Zum Glück macht sich meine Tochter keine allzu großen Sorgen über das Ergebnis, denn mein Mann und ich haben ihr das ganze Jahr über gesagt, dass es uns egal ist, wie sie bei den Tests abschneidet. Dass wir wissen, wie klug sie ist und dass es ihrem Zeugnis nicht schadet oder sie davon abhält, in die vierte Klasse zu wechseln, und dass sie so viel mehr ist als nur ein Testergebnis.

ADVERTISEMENT

Aber sie ist nicht jedes Kind. Es gibt einige in ihrer Klasse, die den Stress nicht ertragen können, stundenlang sitzen zu müssen und gezwungen zu sein, sich zu konzentrieren und Antworten auszuspucken.
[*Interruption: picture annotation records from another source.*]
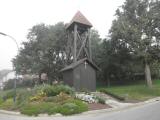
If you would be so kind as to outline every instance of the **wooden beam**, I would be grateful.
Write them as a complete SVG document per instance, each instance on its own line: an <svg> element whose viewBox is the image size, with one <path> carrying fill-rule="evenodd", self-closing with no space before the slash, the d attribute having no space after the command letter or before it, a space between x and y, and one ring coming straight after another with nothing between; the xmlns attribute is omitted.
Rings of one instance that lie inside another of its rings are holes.
<svg viewBox="0 0 160 120"><path fill-rule="evenodd" d="M77 25L74 25L74 46L73 46L73 61L77 61Z"/></svg>
<svg viewBox="0 0 160 120"><path fill-rule="evenodd" d="M89 59L92 61L92 49L91 49L91 30L88 29L88 49L89 49Z"/></svg>
<svg viewBox="0 0 160 120"><path fill-rule="evenodd" d="M81 37L80 37L80 35L77 33L77 35L78 35L78 37L79 37L79 39L80 40L82 40L81 39ZM78 51L78 54L77 54L77 59L79 58L79 56L80 56L80 54L81 54L81 51L82 51L82 49L84 48L84 46L85 46L85 44L86 44L86 40L87 40L87 37L83 40L83 42L82 42L82 45L81 45L81 47L80 47L80 49L79 49L79 51Z"/></svg>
Ich bin vielleicht kein Pädagoge, aber ich weiß, dass das für Kinder in ihrem Alter nicht angemessen ist. Es muss etwas getan werden.

Wenn sie heute von ihrem zweiten Mathe-Prüfungstag nach Hause kommt, werde ich mit ihr reden. Ich werde beiläufig fragen, wie der Test gelaufen ist und ob sie bei irgendwelchen Antworten hängen geblieben ist. Dann werde ich herausfinden, ob sie meinem Rat gefolgt ist und Songtexte von Taylor Swift geschrieben hat, wenn sie ein Problem nicht lösen konnte, anstatt sich 20 Minuten lang darüber Gedanken zu machen.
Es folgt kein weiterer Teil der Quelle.